Замки, пары веников, висели зимой под крышей, напоминая о лете в морозную пору.
Выпаренные в бане веники использовались для подметания. Иногда вытаскивали из веника безлистную вичку и втыкали в стену где-нибудь на видном месте. Непослушный ребенок сторонкой обходил это место, поглядывая ...
Женщины собирали на Иванов день веник из всех цветов и парились им. В бане лечились люди любых возрастов и от большинства болезней.

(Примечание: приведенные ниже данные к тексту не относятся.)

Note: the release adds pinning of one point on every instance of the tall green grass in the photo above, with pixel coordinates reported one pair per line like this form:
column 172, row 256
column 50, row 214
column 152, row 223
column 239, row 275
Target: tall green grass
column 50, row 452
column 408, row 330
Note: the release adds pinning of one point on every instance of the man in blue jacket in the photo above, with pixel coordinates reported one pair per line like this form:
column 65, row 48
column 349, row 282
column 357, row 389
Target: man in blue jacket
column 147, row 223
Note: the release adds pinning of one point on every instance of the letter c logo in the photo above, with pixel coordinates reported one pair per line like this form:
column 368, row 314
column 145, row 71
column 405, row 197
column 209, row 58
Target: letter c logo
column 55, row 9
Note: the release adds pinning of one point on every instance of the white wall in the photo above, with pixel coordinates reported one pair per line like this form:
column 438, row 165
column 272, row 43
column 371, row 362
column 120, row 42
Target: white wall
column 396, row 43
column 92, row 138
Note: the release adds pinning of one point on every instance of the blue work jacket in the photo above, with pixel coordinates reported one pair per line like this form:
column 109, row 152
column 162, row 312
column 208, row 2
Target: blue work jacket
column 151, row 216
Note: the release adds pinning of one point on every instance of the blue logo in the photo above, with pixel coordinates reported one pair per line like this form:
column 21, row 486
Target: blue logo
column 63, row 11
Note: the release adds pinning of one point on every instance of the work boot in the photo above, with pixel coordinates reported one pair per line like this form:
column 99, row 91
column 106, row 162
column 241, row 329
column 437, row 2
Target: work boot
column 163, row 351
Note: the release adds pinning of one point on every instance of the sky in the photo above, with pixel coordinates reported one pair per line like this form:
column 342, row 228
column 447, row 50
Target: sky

Первую закалку, основанную на разнице температур, ребенок получал в бане, эта разница постепенно с возрастом увеличивалась, увеличивалась и продолжительность снежного «барахтанья». Летом, если баня стоит у реки либо у озера, всего приятней нырнуть в чистую воду. Понемногу можно было приучить себя и к ледяной воде. Однако мысль о бесконечных возможностях закалки и до сих пор считается несерьезной, современные «моржи» не вызывают в народе ни восхищения, ни восторга.
Кстати, и в летнюю жару купались на Севере далеко не все. Для купания подбирались излюбленные омута: там плещется ребятня, тут взрослые. Парни и девушки купались или по очереди, или в разных местах, поскольку прыгали в воду совершенно голыми. Лишь супружеской паре можно было купаться вместе, причем вдалеке от людских глаз. Летом одним из любимых занятий подростков было купание лошадей* (*Розовый, даже красный конь на картине К. Петрова-Водкина вовсе не плод фантазии. Рыжий мокрый лошадиный круп на солнце кажется действительно огненным). Но никакое купание не может заменить баню, она хороша в любое время года и в любую погоду. Если, конечно, хорошо срублена, с хорошей каменкой и если на ней не экономить время, дрова и воду.
На этом заканчиваю пожалуй публиковать разделы из этого творения.
Мнда, очень конечно интересно, можно сравнить что было с чем остались, что утрачено.
Можно только удивляться сколько целомудрия и мудрости во всем этом. И это не у кого-то и не в средние века, это не так давно у нас и относительно недавно.
Что -то даже как-то жалко то хорошее и правильное, что мы потеряли. И потерю уже не вернуть.
спасибо что познакомили с этой удивительной книгой и замечательным автором! очень интересно.